At Serena Pastaficio, (pasta factory, remember?) in Boca’s IPIC theater building, the stuffed (“Ripieno”) pasta is our favorite category on the menu. Try spinach and ricotta ravioli, drizzled with lump crabmeat in brown butter; or ultra-rich Fondutelli al Tartufo, pasta pockets of Fontina and Taleggio cheese, bathed in a black truffle cream sauce with braised leek. Luscious Risotto made with prized carnaroli rice (makes the creamiest risotto) incorporates English peas, asparagus, Meyer lemon confit, soft-ripened La Tur cheese, and Parmesan broth. Black Pepper Gnocchi with balsamic grilled wild mushrooms, porcini oil and parmesan is rich and tangy.
If you’re looking for lighter selections, try the prawn & mussel angel hair pasta with corn, herbs, butter and a splash of prosecco; or Rigatoni di Verdure (green veggies) with grilled zucchini, artichoke and eggplant in a tomato-herb broth with glazed walnuts.

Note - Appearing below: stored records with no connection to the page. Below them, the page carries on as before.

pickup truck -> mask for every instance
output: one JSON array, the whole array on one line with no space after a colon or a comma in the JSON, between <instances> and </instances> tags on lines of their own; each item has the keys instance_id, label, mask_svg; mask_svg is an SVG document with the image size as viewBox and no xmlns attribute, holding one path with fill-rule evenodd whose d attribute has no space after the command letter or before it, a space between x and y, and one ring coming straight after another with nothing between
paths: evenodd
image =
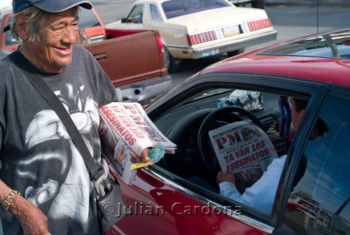
<instances>
[{"instance_id":1,"label":"pickup truck","mask_svg":"<svg viewBox=\"0 0 350 235\"><path fill-rule=\"evenodd\" d=\"M17 50L20 41L3 29L12 22L11 11L1 16L0 58ZM95 8L81 8L78 43L99 62L123 101L142 104L169 90L172 78L164 66L162 38L157 30L106 29Z\"/></svg>"},{"instance_id":2,"label":"pickup truck","mask_svg":"<svg viewBox=\"0 0 350 235\"><path fill-rule=\"evenodd\" d=\"M181 59L231 57L277 34L265 10L236 7L227 0L136 0L125 15L106 27L159 31L169 73L179 69Z\"/></svg>"}]
</instances>

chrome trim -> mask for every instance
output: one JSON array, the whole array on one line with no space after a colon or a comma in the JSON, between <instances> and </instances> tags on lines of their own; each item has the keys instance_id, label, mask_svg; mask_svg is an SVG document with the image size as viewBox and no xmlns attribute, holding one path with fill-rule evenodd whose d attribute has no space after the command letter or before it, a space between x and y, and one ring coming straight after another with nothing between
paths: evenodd
<instances>
[{"instance_id":1,"label":"chrome trim","mask_svg":"<svg viewBox=\"0 0 350 235\"><path fill-rule=\"evenodd\" d=\"M172 180L164 178L162 175L155 172L154 171L151 170L149 168L141 169L141 170L144 171L145 173L146 173L149 176L158 179L161 182L166 183L169 187L172 187L174 190L176 190L177 191L180 191L180 192L183 192L183 194L186 194L189 197L190 197L190 198L192 198L192 199L195 199L195 200L196 200L196 201L197 201L203 204L206 204L208 202L209 202L211 208L212 208L214 207L219 207L219 208L223 209L223 211L227 211L227 208L225 208L223 205L218 204L218 203L216 203L214 201L209 200L207 198L205 198L203 196L198 194L197 193L195 193L195 192L192 192L186 188L184 188L183 187L182 187L179 184L178 184L177 183L172 181ZM240 221L240 222L243 222L248 226L254 227L254 228L259 229L263 232L272 234L272 232L274 229L274 228L273 227L265 225L260 221L253 220L251 218L247 217L246 215L237 215L234 211L232 211L232 210L230 210L230 215L229 215L228 213L225 213L227 216L230 216L235 220L239 220L239 221Z\"/></svg>"},{"instance_id":2,"label":"chrome trim","mask_svg":"<svg viewBox=\"0 0 350 235\"><path fill-rule=\"evenodd\" d=\"M268 28L266 28L268 29ZM259 30L263 30L259 29ZM255 32L255 31L254 31ZM246 33L246 34L253 34L253 32ZM216 54L225 53L230 51L234 51L236 50L239 50L241 48L248 48L256 44L262 43L265 42L268 42L272 40L275 40L277 38L277 31L273 30L268 31L262 34L258 34L253 36L250 36L247 38L242 38L239 39L236 39L234 41L227 41L224 43L211 45L206 48L201 48L200 49L191 49L188 46L181 46L181 45L167 45L168 48L177 48L177 49L184 49L188 50L189 54L192 59L200 59L204 56L203 54L206 52L209 52L214 50L218 50Z\"/></svg>"}]
</instances>

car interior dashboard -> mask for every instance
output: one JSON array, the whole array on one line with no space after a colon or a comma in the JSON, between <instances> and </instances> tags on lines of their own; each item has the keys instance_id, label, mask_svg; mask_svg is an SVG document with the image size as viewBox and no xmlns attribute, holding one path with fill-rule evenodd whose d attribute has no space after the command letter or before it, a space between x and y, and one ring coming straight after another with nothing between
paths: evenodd
<instances>
[{"instance_id":1,"label":"car interior dashboard","mask_svg":"<svg viewBox=\"0 0 350 235\"><path fill-rule=\"evenodd\" d=\"M219 108L222 106L222 99L230 97L233 91L230 89L216 89L206 92L155 121L155 124L158 129L177 145L175 154L166 154L158 162L158 166L185 179L195 176L202 177L217 187L214 182L215 177L208 173L207 168L200 154L198 134L205 118ZM261 122L264 131L274 146L279 157L281 157L287 153L290 142L282 140L279 136L279 95L260 93L262 106L251 113ZM226 115L223 116L228 117ZM231 122L227 117L219 117L216 122L223 122L223 124ZM239 115L239 117L242 120L249 120L244 115ZM294 132L291 126L292 136Z\"/></svg>"}]
</instances>

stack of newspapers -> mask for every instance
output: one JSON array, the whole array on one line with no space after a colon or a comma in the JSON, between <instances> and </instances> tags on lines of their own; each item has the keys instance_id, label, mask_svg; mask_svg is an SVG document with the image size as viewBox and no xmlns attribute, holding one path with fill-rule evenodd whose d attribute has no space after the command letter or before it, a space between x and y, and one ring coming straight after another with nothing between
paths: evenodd
<instances>
[{"instance_id":1,"label":"stack of newspapers","mask_svg":"<svg viewBox=\"0 0 350 235\"><path fill-rule=\"evenodd\" d=\"M159 160L162 157L160 154L175 152L176 145L159 131L139 103L112 102L99 108L99 116L102 155L128 185L132 184L136 172L132 167L132 150L141 156L144 149L153 148L150 155L155 152L156 156L150 155L151 161L146 165Z\"/></svg>"}]
</instances>

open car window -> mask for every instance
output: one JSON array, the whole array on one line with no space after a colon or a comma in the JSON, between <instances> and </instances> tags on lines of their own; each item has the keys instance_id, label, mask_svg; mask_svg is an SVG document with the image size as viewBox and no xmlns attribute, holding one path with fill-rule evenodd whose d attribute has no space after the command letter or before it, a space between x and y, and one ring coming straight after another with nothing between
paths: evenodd
<instances>
[{"instance_id":1,"label":"open car window","mask_svg":"<svg viewBox=\"0 0 350 235\"><path fill-rule=\"evenodd\" d=\"M299 234L350 234L350 100L330 97L318 122L328 131L309 141L295 173L284 228ZM316 124L317 125L317 124Z\"/></svg>"},{"instance_id":2,"label":"open car window","mask_svg":"<svg viewBox=\"0 0 350 235\"><path fill-rule=\"evenodd\" d=\"M261 122L262 129L264 130L263 132L267 138L269 144L271 144L276 152L275 157L279 158L287 153L288 146L290 143L281 139L279 136L281 121L281 113L279 107L279 97L280 94L277 92L266 92L253 90L234 90L227 87L209 89L205 90L202 92L198 92L196 96L191 97L187 101L181 104L155 122L158 129L177 145L175 155L166 155L164 158L158 163L158 166L178 177L179 181L187 185L186 186L191 188L191 185L195 184L207 190L207 196L211 199L214 199L220 203L229 204L232 208L242 206L242 211L244 211L244 213L251 213L254 215L254 218L258 218L267 222L270 215L262 212L252 205L246 206L244 203L237 202L230 197L220 194L218 186L216 183L216 174L211 172L210 169L208 169L208 165L204 162L200 154L201 147L198 143L198 134L203 121L212 111L222 107L238 106L251 112ZM231 118L227 116L226 114L227 113L223 113L222 116L219 115L218 120L214 122L217 122L219 126L222 126L237 121L230 122ZM244 115L239 114L239 115L244 120L251 122L251 119L247 118ZM253 129L251 130L254 131ZM295 134L293 126L290 126L290 130L293 136ZM259 140L259 141L254 142L255 140L256 141ZM246 185L245 185L243 191L239 190L241 193L244 192L245 188L251 186L260 178L262 173L266 171L267 166L273 159L270 152L266 155L264 155L263 151L260 152L265 148L265 145L260 145L261 140L254 138L252 139L251 142L247 141L245 143L248 145L248 148L246 146L244 148L243 145L241 147L238 145L237 151L231 152L233 155L231 159L227 158L230 163L230 165L234 166L232 170L235 168L234 166L239 164L246 166L246 171L237 171L239 174L241 175L240 178L237 176L237 178L239 178L239 180L244 180L244 175L250 179L247 180L249 182L245 183ZM211 143L209 142L208 144ZM266 145L267 145L267 143L266 143ZM243 152L241 152L241 150ZM259 155L259 152L261 153L260 155ZM237 156L237 154L239 156ZM213 155L214 156L211 157L216 158L215 153ZM251 159L254 162L251 161ZM256 167L250 167L254 164L255 166L256 164L259 166L258 171L256 170ZM220 167L218 165L216 166ZM248 176L246 176L247 174ZM172 176L173 178L174 175ZM206 187L207 185L202 185L197 180L193 181L193 176L204 179L215 190L212 190L210 189L211 186ZM202 192L201 194L203 195ZM271 199L272 204L273 204L274 198L274 192ZM271 205L270 210L272 207Z\"/></svg>"}]
</instances>

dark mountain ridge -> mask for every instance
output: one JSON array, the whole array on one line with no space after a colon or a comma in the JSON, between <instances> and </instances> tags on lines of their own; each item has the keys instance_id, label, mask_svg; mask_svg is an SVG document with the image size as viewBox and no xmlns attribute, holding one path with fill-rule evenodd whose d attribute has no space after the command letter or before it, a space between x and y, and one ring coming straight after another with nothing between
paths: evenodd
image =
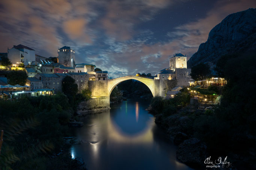
<instances>
[{"instance_id":1,"label":"dark mountain ridge","mask_svg":"<svg viewBox=\"0 0 256 170\"><path fill-rule=\"evenodd\" d=\"M207 41L188 61L188 66L208 62L214 66L225 54L256 52L256 9L232 13L215 26Z\"/></svg>"}]
</instances>

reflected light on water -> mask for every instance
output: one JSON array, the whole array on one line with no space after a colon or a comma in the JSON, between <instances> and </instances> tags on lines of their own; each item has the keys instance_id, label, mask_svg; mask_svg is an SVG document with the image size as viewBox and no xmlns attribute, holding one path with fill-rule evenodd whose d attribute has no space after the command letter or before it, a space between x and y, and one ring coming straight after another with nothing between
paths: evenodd
<instances>
[{"instance_id":1,"label":"reflected light on water","mask_svg":"<svg viewBox=\"0 0 256 170\"><path fill-rule=\"evenodd\" d=\"M139 102L136 102L136 122L138 122L139 121L139 114L140 112L140 108L139 106Z\"/></svg>"},{"instance_id":2,"label":"reflected light on water","mask_svg":"<svg viewBox=\"0 0 256 170\"><path fill-rule=\"evenodd\" d=\"M72 157L72 159L75 159L74 148L73 147L71 148L71 156Z\"/></svg>"}]
</instances>

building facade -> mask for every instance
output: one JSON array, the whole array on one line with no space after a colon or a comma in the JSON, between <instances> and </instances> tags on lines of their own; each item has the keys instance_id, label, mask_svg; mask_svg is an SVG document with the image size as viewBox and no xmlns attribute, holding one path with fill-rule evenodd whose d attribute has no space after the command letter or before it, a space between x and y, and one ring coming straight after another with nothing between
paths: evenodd
<instances>
[{"instance_id":1,"label":"building facade","mask_svg":"<svg viewBox=\"0 0 256 170\"><path fill-rule=\"evenodd\" d=\"M175 71L178 68L187 68L187 55L185 56L181 53L173 55L170 59L170 69Z\"/></svg>"},{"instance_id":2,"label":"building facade","mask_svg":"<svg viewBox=\"0 0 256 170\"><path fill-rule=\"evenodd\" d=\"M75 72L85 72L88 74L94 73L95 65L85 63L77 64L75 65Z\"/></svg>"},{"instance_id":3,"label":"building facade","mask_svg":"<svg viewBox=\"0 0 256 170\"><path fill-rule=\"evenodd\" d=\"M64 46L58 50L58 62L65 66L75 68L75 51Z\"/></svg>"},{"instance_id":4,"label":"building facade","mask_svg":"<svg viewBox=\"0 0 256 170\"><path fill-rule=\"evenodd\" d=\"M26 85L30 86L31 90L41 89L43 88L42 81L35 77L28 77Z\"/></svg>"},{"instance_id":5,"label":"building facade","mask_svg":"<svg viewBox=\"0 0 256 170\"><path fill-rule=\"evenodd\" d=\"M8 48L8 58L12 63L12 67L17 67L21 64L27 65L35 61L35 50L20 44L14 46L11 49Z\"/></svg>"},{"instance_id":6,"label":"building facade","mask_svg":"<svg viewBox=\"0 0 256 170\"><path fill-rule=\"evenodd\" d=\"M98 71L95 72L95 80L96 81L107 80L108 72L107 71Z\"/></svg>"}]
</instances>

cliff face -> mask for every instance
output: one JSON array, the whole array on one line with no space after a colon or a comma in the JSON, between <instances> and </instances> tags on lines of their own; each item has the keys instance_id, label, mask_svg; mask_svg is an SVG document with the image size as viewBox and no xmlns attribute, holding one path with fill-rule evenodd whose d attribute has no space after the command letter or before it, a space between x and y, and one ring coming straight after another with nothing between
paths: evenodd
<instances>
[{"instance_id":1,"label":"cliff face","mask_svg":"<svg viewBox=\"0 0 256 170\"><path fill-rule=\"evenodd\" d=\"M215 65L222 55L250 52L256 52L256 9L252 8L230 14L215 26L188 65L201 62Z\"/></svg>"}]
</instances>

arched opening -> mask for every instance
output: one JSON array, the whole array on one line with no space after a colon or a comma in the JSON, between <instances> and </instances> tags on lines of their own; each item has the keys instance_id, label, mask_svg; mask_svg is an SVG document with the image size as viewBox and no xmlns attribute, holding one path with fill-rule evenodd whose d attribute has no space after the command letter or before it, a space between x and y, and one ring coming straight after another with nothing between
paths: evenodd
<instances>
[{"instance_id":1,"label":"arched opening","mask_svg":"<svg viewBox=\"0 0 256 170\"><path fill-rule=\"evenodd\" d=\"M113 99L121 100L122 97L150 99L154 96L151 87L139 80L126 78L116 81L112 85L109 91L110 102Z\"/></svg>"}]
</instances>

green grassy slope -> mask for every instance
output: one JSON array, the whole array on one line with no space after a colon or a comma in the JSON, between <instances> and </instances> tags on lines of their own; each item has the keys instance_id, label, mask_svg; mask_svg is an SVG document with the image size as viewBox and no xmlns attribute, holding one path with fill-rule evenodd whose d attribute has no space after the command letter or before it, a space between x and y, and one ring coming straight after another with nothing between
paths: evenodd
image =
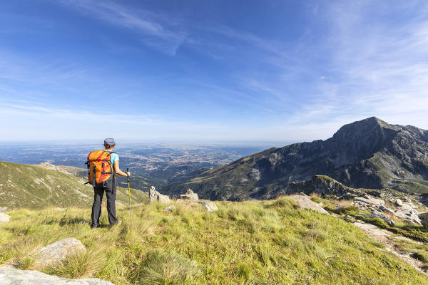
<instances>
[{"instance_id":1,"label":"green grassy slope","mask_svg":"<svg viewBox=\"0 0 428 285\"><path fill-rule=\"evenodd\" d=\"M85 180L34 165L0 162L0 208L90 207L91 185ZM147 200L147 193L131 190L133 203ZM128 189L118 187L117 204L128 204Z\"/></svg>"},{"instance_id":2,"label":"green grassy slope","mask_svg":"<svg viewBox=\"0 0 428 285\"><path fill-rule=\"evenodd\" d=\"M173 202L171 202L172 204ZM168 204L119 207L123 224L89 229L90 209L12 211L0 224L0 264L34 269L29 252L75 237L87 252L44 271L122 284L428 284L341 219L282 197L217 202L218 211ZM102 222L106 224L106 217ZM36 269L36 268L35 268Z\"/></svg>"}]
</instances>

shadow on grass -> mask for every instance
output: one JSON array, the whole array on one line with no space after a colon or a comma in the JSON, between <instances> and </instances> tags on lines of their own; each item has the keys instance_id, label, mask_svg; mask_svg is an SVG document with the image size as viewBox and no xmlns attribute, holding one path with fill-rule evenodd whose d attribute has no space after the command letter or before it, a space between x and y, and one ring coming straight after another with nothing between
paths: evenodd
<instances>
[{"instance_id":1,"label":"shadow on grass","mask_svg":"<svg viewBox=\"0 0 428 285\"><path fill-rule=\"evenodd\" d=\"M88 219L83 219L82 217L63 217L59 220L59 225L61 227L75 224L88 224L91 223L91 222Z\"/></svg>"}]
</instances>

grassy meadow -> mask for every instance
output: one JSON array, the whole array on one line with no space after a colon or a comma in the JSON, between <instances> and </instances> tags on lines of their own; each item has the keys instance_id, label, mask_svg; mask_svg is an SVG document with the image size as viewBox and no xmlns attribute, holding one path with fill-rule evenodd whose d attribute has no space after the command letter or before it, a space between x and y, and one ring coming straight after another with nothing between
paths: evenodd
<instances>
[{"instance_id":1,"label":"grassy meadow","mask_svg":"<svg viewBox=\"0 0 428 285\"><path fill-rule=\"evenodd\" d=\"M0 224L0 264L120 284L428 284L426 276L332 216L285 197L198 204L118 207L121 225L90 229L90 209L21 209ZM54 267L26 255L66 237L86 247Z\"/></svg>"}]
</instances>

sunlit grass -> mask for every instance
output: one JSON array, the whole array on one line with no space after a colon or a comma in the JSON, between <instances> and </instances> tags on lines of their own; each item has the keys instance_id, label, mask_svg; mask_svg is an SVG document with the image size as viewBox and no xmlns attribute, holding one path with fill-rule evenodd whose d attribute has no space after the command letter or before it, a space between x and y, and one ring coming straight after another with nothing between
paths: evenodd
<instances>
[{"instance_id":1,"label":"sunlit grass","mask_svg":"<svg viewBox=\"0 0 428 285\"><path fill-rule=\"evenodd\" d=\"M164 212L171 204L176 209ZM117 285L428 284L352 224L297 209L287 197L216 204L213 212L198 204L138 205L133 224L128 207L118 207L123 224L108 227L104 214L94 230L90 209L13 211L0 224L0 264L38 269L28 253L74 237L86 252L44 271Z\"/></svg>"}]
</instances>

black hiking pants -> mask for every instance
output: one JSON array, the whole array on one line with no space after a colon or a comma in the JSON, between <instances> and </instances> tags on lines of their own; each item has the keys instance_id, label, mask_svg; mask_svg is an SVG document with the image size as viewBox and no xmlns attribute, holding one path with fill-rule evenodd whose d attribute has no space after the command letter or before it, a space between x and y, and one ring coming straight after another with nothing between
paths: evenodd
<instances>
[{"instance_id":1,"label":"black hiking pants","mask_svg":"<svg viewBox=\"0 0 428 285\"><path fill-rule=\"evenodd\" d=\"M106 192L107 197L107 212L108 213L108 222L110 224L115 224L118 222L116 217L116 179L107 181L103 185L99 185L93 187L93 204L92 205L92 227L96 227L100 223L100 216L101 215L101 202L103 196Z\"/></svg>"}]
</instances>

Bucatini Carbonara has chunks of guanciale bacon, shaved asparagus and kale, while Trenette al Pesto is a classic Genovese dish combining linguine-type pasta with potatoes, green beans and basil pesto sauce.
Desserts are varied, but our favorites include the Blood Orange Tart, served with fresh blood orange marmalade and chopped pistachios, and the Polenta Olive Oil Cake (which may sound bizarre if you’ve never tried it) but it’s amazing, served with rosemary syrup, lemon curd and Meyer lemon confit. Chocolate mousse bombe with bourbon custard sauce is, of course, the bomb!